This time we will use a dataset named `midwest`

.

Download the dataset from SurreyLearn and load it into RStudio. To load our file we use the `load()`

function. Give a name to your dataset using the assigment operator `<-`

.

Let’s have a look at the dataset. Alternatively, you can have a look at the codebook- that is the document that comes with the dataset. The codebook describes the contents, structure, and layout of a data collection but it also provides a detailed overview of all variables included in the dataset.

We will explore our dataset, by using the `head()`

and `View()`

functions.

The `head()`

function shows us the head, the first rows, of our dataset.

The `view()`

function allows us to see inside the data frames. At the view window you can also sort the dataset by any column simply by clicking on the column.

Let’s start by examining the **one paired t-test**. That means that we will compare the mean of our sample against a known true value. To be more specific, we will calculate the percent of educated adults in the midwest, against a known value the percent of educated adults nationwide. Our overall aim is to examine whether the mean of educated adults in the midwest is significantly different to the national average. That means it could be higher or smaller.

According to official statistics, the percentage of college educated adults is \(32%\), our aim is to examine if in the midwest the average of college educated adults is statistically different to \(32%\).

A boxplot can give us a quick visual assessment of the data, a brief idea about what is going on in our data before we perform the t-test.

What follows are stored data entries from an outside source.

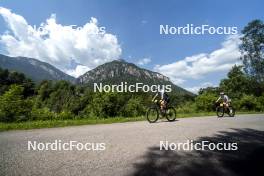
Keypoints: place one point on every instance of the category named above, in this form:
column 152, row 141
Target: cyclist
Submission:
column 223, row 97
column 163, row 99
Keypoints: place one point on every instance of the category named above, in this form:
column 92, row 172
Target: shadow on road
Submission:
column 247, row 160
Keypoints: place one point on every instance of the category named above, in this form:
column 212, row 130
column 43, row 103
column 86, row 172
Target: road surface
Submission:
column 133, row 148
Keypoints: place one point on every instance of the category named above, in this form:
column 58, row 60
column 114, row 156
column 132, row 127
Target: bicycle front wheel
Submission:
column 152, row 115
column 171, row 114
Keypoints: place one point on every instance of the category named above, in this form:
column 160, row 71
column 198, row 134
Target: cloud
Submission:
column 203, row 64
column 79, row 70
column 144, row 61
column 60, row 45
column 195, row 89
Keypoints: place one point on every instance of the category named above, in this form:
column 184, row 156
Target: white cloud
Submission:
column 195, row 89
column 144, row 61
column 59, row 44
column 79, row 70
column 203, row 64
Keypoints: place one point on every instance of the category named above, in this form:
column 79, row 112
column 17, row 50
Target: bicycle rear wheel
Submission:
column 170, row 114
column 152, row 114
column 220, row 111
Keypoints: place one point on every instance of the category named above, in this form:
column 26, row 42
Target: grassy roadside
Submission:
column 76, row 122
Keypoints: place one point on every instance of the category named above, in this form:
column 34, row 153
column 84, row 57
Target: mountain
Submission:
column 33, row 68
column 119, row 71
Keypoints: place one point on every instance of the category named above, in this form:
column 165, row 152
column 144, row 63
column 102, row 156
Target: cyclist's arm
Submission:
column 154, row 97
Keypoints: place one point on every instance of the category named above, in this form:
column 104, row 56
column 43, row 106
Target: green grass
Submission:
column 75, row 122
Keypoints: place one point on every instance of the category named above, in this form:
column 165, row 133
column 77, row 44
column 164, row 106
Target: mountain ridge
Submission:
column 118, row 71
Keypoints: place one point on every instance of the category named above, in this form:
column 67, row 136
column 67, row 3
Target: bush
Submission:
column 248, row 102
column 205, row 101
column 42, row 114
column 65, row 115
column 13, row 106
column 133, row 108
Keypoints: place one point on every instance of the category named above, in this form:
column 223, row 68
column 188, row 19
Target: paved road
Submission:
column 134, row 148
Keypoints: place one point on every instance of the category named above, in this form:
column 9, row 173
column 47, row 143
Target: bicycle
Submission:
column 221, row 109
column 155, row 111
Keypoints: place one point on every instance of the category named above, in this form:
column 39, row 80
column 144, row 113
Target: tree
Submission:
column 236, row 84
column 252, row 49
column 13, row 106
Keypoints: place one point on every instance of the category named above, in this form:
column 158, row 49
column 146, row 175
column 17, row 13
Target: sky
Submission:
column 78, row 35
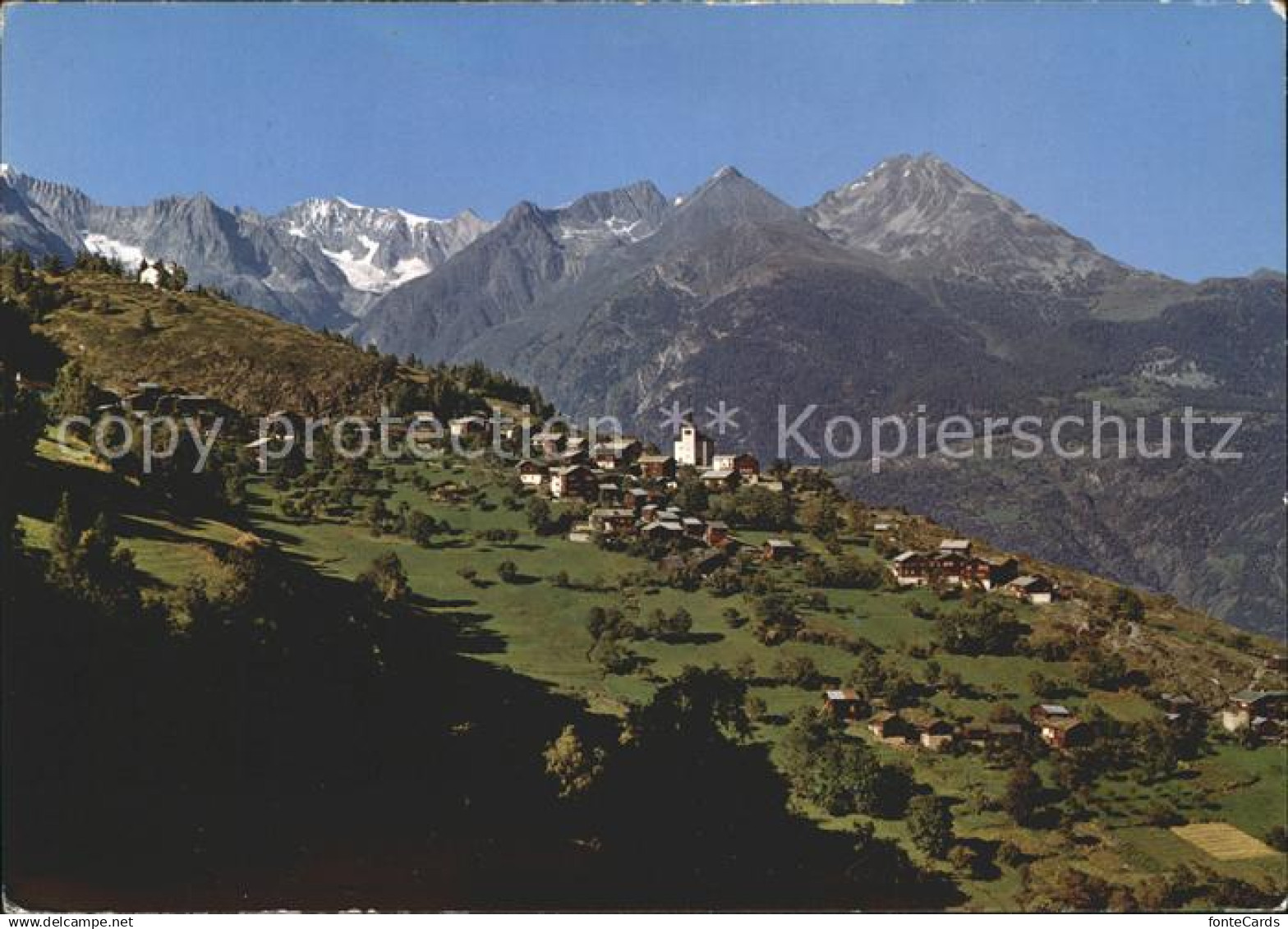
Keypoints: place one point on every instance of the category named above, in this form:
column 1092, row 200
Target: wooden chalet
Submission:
column 844, row 704
column 573, row 481
column 656, row 467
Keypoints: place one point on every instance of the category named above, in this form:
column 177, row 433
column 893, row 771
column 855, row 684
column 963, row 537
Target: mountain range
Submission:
column 912, row 287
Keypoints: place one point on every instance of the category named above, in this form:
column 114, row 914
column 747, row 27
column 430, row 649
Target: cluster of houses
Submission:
column 632, row 487
column 573, row 467
column 1052, row 723
column 954, row 564
column 150, row 398
column 1263, row 713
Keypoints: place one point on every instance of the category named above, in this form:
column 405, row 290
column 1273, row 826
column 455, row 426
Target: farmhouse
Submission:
column 1247, row 706
column 614, row 522
column 890, row 727
column 616, row 453
column 716, row 532
column 693, row 448
column 1058, row 727
column 693, row 527
column 743, row 464
column 549, row 444
column 656, row 467
column 936, row 734
column 1032, row 589
column 719, row 481
column 780, row 550
column 844, row 704
column 467, row 427
column 573, row 481
column 531, row 475
column 921, row 568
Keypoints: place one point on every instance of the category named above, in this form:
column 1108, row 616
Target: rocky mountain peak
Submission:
column 927, row 212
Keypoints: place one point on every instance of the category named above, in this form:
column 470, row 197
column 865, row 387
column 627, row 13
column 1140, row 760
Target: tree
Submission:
column 821, row 516
column 539, row 516
column 674, row 627
column 573, row 767
column 63, row 544
column 798, row 670
column 1125, row 603
column 1023, row 794
column 74, row 392
column 420, row 528
column 930, row 825
column 385, row 580
column 964, row 860
column 1156, row 750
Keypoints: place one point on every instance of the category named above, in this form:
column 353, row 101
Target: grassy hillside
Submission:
column 491, row 652
column 535, row 625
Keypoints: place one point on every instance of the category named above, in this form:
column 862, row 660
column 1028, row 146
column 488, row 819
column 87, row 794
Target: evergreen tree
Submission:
column 930, row 825
column 74, row 392
column 63, row 544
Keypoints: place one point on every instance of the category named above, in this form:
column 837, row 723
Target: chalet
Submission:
column 890, row 727
column 467, row 427
column 921, row 568
column 1064, row 734
column 664, row 528
column 780, row 550
column 614, row 522
column 1004, row 734
column 549, row 444
column 716, row 532
column 936, row 734
column 573, row 481
column 531, row 475
column 693, row 527
column 510, row 433
column 1247, row 706
column 719, row 481
column 693, row 448
column 730, row 545
column 566, row 459
column 581, row 532
column 1038, row 713
column 25, row 383
column 145, row 398
column 656, row 467
column 1176, row 706
column 844, row 704
column 635, row 498
column 743, row 464
column 617, row 453
column 1032, row 589
column 1058, row 727
column 424, row 427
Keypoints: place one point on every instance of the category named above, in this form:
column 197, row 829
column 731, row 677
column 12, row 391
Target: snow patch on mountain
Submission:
column 98, row 244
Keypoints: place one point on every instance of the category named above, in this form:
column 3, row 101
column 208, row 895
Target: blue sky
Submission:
column 1156, row 131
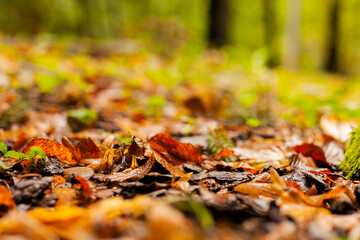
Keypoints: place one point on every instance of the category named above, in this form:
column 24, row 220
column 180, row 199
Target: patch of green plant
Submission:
column 29, row 155
column 156, row 104
column 84, row 115
column 351, row 163
column 16, row 113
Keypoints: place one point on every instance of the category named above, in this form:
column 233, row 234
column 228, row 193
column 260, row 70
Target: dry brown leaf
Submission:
column 139, row 172
column 180, row 152
column 6, row 198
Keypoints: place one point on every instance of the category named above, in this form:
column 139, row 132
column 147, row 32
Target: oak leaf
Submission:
column 177, row 151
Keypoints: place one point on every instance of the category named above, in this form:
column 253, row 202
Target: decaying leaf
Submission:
column 52, row 148
column 311, row 150
column 6, row 199
column 178, row 152
column 136, row 173
column 75, row 152
column 87, row 148
column 88, row 189
column 165, row 162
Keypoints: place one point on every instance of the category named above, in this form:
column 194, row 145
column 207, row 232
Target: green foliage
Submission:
column 84, row 115
column 155, row 105
column 16, row 113
column 3, row 147
column 351, row 163
column 29, row 155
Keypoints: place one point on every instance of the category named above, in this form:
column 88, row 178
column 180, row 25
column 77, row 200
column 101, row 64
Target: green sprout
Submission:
column 351, row 163
column 29, row 155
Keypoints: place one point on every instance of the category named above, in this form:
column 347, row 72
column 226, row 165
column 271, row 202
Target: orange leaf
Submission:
column 75, row 152
column 224, row 153
column 20, row 142
column 87, row 148
column 178, row 152
column 52, row 148
column 6, row 198
column 89, row 189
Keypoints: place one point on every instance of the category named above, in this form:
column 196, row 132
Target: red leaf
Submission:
column 311, row 150
column 178, row 152
column 6, row 198
column 20, row 142
column 89, row 189
column 87, row 148
column 224, row 153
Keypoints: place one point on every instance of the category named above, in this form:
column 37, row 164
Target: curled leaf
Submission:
column 139, row 172
column 87, row 148
column 16, row 155
column 6, row 198
column 178, row 152
column 163, row 161
column 88, row 188
column 311, row 150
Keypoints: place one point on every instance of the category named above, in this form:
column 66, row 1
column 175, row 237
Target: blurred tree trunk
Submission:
column 271, row 32
column 332, row 64
column 218, row 13
column 292, row 34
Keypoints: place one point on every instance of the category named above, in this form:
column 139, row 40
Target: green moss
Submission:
column 351, row 162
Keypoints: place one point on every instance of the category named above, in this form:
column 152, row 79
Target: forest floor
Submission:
column 143, row 146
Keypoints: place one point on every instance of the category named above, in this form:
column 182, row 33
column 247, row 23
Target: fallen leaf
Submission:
column 87, row 148
column 6, row 199
column 180, row 152
column 139, row 172
column 88, row 188
column 311, row 150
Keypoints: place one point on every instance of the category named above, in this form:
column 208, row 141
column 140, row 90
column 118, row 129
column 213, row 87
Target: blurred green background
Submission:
column 299, row 29
column 303, row 54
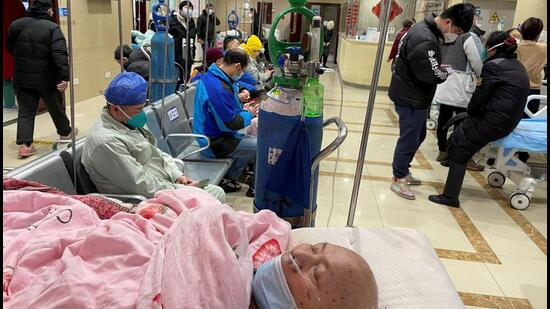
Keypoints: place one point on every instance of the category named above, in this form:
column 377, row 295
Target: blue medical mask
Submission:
column 185, row 13
column 484, row 55
column 137, row 121
column 269, row 286
column 237, row 77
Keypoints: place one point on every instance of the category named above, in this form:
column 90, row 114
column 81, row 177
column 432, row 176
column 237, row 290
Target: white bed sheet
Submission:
column 408, row 272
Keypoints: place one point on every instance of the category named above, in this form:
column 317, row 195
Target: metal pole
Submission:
column 120, row 34
column 71, row 85
column 370, row 108
column 205, row 47
column 165, row 62
column 226, row 14
column 188, row 50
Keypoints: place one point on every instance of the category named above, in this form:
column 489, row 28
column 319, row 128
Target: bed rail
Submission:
column 341, row 135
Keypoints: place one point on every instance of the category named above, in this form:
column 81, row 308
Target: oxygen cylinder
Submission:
column 161, row 40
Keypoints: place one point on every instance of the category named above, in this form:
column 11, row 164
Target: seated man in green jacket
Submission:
column 120, row 153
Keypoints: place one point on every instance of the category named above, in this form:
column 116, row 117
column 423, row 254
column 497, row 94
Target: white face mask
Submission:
column 449, row 37
column 185, row 13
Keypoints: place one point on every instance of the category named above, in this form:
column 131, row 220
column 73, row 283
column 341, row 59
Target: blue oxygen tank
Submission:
column 163, row 73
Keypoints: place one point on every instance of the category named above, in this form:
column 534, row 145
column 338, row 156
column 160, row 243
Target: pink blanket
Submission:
column 59, row 254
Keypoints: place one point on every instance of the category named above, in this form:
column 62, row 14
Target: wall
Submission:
column 95, row 37
column 367, row 19
column 504, row 9
column 531, row 8
column 222, row 10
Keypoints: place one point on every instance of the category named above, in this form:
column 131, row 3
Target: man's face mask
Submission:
column 448, row 36
column 137, row 121
column 186, row 12
column 238, row 76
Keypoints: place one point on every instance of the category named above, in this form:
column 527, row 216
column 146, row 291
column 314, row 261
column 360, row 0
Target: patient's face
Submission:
column 332, row 277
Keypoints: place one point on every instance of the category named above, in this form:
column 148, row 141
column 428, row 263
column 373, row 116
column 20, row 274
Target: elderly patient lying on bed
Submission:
column 183, row 249
column 315, row 276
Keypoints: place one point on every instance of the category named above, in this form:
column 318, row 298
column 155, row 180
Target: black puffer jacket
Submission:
column 179, row 32
column 495, row 108
column 417, row 69
column 39, row 50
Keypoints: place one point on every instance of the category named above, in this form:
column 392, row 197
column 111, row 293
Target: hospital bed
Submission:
column 408, row 273
column 529, row 136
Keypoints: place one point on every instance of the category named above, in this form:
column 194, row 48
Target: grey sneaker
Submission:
column 401, row 187
column 442, row 156
column 413, row 181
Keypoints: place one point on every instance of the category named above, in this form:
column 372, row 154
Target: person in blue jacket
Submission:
column 220, row 116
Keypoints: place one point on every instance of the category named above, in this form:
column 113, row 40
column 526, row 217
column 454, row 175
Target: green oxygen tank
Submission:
column 313, row 95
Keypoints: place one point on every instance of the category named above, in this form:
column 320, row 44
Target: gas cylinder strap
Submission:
column 160, row 80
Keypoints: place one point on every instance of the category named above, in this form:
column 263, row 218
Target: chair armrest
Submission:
column 123, row 197
column 179, row 163
column 193, row 136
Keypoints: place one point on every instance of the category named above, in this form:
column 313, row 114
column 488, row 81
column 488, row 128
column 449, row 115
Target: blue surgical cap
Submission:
column 270, row 288
column 126, row 89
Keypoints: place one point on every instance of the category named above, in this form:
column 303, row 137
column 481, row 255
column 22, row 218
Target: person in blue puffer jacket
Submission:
column 219, row 115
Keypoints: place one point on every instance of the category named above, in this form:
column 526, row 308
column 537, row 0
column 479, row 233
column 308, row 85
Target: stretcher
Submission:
column 408, row 273
column 529, row 136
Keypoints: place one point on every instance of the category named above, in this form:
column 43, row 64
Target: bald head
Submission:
column 331, row 277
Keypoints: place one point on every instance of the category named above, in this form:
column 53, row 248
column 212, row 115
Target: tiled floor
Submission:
column 492, row 260
column 495, row 255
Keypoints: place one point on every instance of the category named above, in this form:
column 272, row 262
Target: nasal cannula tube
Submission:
column 297, row 268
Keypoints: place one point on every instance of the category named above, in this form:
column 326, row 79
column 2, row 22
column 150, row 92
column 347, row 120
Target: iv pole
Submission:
column 383, row 25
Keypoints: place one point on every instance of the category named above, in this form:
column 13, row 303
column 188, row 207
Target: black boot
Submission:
column 453, row 185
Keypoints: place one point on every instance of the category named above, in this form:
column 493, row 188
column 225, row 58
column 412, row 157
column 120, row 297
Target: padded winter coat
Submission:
column 495, row 109
column 417, row 66
column 40, row 52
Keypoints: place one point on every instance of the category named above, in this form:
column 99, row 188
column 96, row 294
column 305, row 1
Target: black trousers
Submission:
column 27, row 99
column 446, row 112
column 412, row 132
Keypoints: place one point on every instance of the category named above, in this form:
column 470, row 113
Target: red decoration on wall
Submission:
column 396, row 10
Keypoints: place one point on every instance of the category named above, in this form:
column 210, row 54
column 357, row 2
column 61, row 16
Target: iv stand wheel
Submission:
column 496, row 179
column 431, row 124
column 519, row 200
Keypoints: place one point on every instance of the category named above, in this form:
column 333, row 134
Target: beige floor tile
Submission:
column 442, row 229
column 342, row 191
column 523, row 278
column 507, row 239
column 472, row 277
column 86, row 113
column 9, row 114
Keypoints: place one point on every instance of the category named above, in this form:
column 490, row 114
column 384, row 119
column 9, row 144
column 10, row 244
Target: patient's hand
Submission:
column 252, row 107
column 184, row 180
column 244, row 96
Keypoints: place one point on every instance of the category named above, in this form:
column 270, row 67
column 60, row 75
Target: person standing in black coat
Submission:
column 414, row 81
column 494, row 111
column 182, row 28
column 207, row 18
column 41, row 70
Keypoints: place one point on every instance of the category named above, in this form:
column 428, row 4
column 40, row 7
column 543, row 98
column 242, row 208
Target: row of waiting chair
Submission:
column 170, row 123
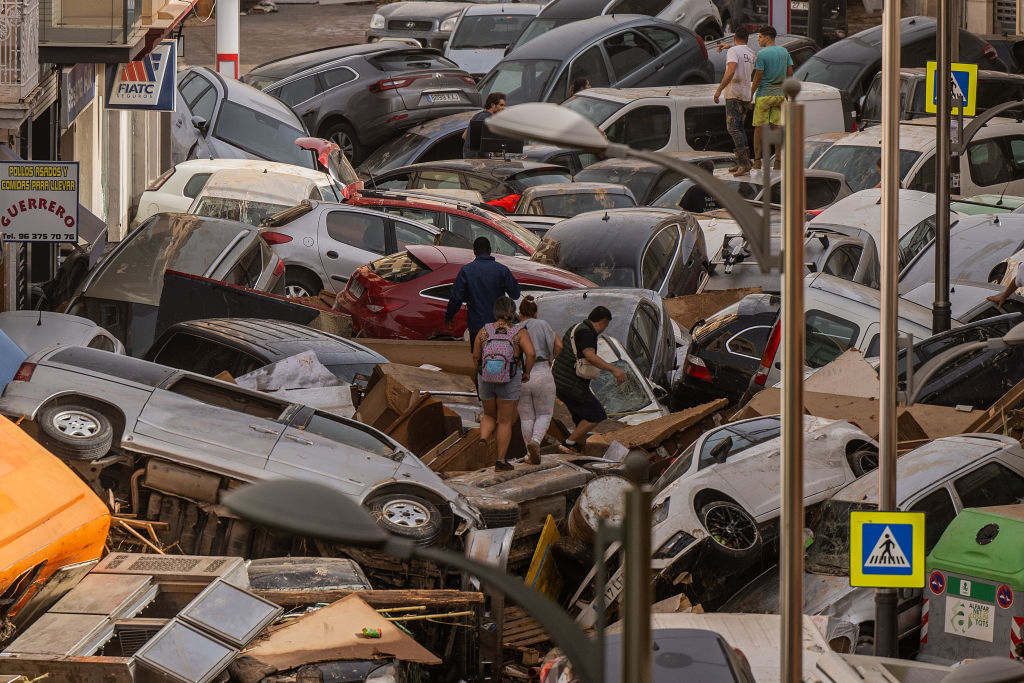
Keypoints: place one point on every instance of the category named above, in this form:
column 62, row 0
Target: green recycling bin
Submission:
column 974, row 593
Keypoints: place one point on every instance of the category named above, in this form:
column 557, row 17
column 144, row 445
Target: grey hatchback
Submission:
column 361, row 95
column 619, row 51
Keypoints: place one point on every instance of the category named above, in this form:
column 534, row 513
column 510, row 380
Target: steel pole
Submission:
column 941, row 306
column 885, row 599
column 794, row 202
column 637, row 598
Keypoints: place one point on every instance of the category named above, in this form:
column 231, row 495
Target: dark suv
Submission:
column 361, row 95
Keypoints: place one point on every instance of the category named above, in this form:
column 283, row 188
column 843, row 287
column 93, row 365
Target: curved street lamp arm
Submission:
column 754, row 225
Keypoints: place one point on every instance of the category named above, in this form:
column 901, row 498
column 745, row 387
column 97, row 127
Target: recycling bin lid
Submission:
column 983, row 543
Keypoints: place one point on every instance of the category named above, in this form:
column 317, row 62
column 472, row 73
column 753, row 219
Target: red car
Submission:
column 462, row 218
column 403, row 296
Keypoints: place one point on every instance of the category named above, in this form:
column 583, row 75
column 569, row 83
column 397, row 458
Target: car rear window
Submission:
column 399, row 267
column 411, row 60
column 123, row 367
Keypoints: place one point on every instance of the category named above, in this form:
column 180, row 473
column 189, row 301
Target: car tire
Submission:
column 731, row 530
column 75, row 432
column 863, row 461
column 301, row 285
column 409, row 516
column 344, row 136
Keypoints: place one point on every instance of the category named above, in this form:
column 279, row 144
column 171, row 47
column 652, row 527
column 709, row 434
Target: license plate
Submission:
column 443, row 97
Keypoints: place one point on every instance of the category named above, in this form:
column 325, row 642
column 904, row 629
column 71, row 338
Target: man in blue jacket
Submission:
column 478, row 285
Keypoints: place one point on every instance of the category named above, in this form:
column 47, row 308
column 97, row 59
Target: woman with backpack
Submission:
column 537, row 400
column 497, row 350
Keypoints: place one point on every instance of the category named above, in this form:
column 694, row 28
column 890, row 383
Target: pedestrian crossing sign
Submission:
column 964, row 86
column 887, row 549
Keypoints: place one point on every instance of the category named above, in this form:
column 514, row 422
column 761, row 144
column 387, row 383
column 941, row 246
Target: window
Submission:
column 827, row 337
column 644, row 128
column 591, row 66
column 357, row 229
column 988, row 162
column 658, row 256
column 297, row 91
column 990, row 484
column 629, row 51
column 232, row 399
column 662, row 37
column 332, row 78
column 186, row 351
column 196, row 184
column 843, row 261
column 939, row 511
column 406, row 233
column 751, row 342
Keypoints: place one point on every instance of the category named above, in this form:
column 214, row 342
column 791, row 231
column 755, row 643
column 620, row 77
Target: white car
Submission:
column 175, row 189
column 484, row 32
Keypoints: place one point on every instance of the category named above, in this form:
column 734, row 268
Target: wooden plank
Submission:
column 380, row 599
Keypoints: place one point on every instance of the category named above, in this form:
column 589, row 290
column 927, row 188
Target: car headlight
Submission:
column 679, row 542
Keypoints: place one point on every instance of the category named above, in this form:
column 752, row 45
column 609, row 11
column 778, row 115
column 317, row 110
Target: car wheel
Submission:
column 733, row 532
column 301, row 285
column 408, row 516
column 344, row 136
column 863, row 461
column 76, row 432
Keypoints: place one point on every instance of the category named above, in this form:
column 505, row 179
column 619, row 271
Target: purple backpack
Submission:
column 498, row 355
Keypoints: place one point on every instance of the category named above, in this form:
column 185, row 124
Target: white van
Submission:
column 993, row 163
column 685, row 117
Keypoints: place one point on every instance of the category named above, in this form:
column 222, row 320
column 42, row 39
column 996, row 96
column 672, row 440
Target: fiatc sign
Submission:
column 39, row 201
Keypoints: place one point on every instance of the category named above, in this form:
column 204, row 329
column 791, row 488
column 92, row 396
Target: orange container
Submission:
column 48, row 517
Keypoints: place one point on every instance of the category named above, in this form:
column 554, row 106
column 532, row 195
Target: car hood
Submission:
column 420, row 10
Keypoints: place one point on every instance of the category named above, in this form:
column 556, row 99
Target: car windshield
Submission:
column 859, row 164
column 621, row 399
column 520, row 80
column 245, row 211
column 842, row 75
column 488, row 31
column 261, row 134
column 594, row 110
column 570, row 204
column 829, row 553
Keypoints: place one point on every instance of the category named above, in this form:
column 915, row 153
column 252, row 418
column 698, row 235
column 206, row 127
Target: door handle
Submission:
column 262, row 430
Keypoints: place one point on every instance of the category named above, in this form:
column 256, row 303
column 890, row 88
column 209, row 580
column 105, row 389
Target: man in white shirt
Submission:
column 736, row 85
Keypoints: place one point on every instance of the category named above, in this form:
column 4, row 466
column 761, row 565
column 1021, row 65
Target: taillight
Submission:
column 25, row 371
column 272, row 238
column 390, row 84
column 696, row 369
column 384, row 304
column 164, row 177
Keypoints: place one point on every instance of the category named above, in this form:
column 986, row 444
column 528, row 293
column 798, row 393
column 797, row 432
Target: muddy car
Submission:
column 939, row 479
column 153, row 436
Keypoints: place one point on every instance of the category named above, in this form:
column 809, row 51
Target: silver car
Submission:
column 323, row 243
column 195, row 436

To do so we will use a very useful package in R, called `ggplot2`

.

We first have to install ggplot2 by using the `install.packages("ggplot2")`

function:

```
plot1 <- ggplot(midwest, aes(percollege)) +
geom_histogram() + theme_classic()
plot1
```

Our next step is to perform the one-tailed t-test. Taking into consideration the states that are part of the Midwest, we hypothesise that on average the percentage of educated adults will be smaller than the average.

`t.test(midwest$percollege, mu = 32, alternative = "less")`

```
##
## One Sample t-test
##
## data: midwest$percollege
## t = -45.827, df = 436, p-value < 2.2e-16
## alternative hypothesis: true mean is less than 32
## 95 percent confidence interval:
## -Inf 18.7665
## sample estimates:
## mean of x
## 18.27274
```

**Note**: 2.2e-16 is 2.2 x 10-16 which is 0.00000000000000022

Our next step is to compare the difference between two different states. In other words, our next step is to compare whether the two means, representing two different groups, are statistically different. This is called two sample t-test.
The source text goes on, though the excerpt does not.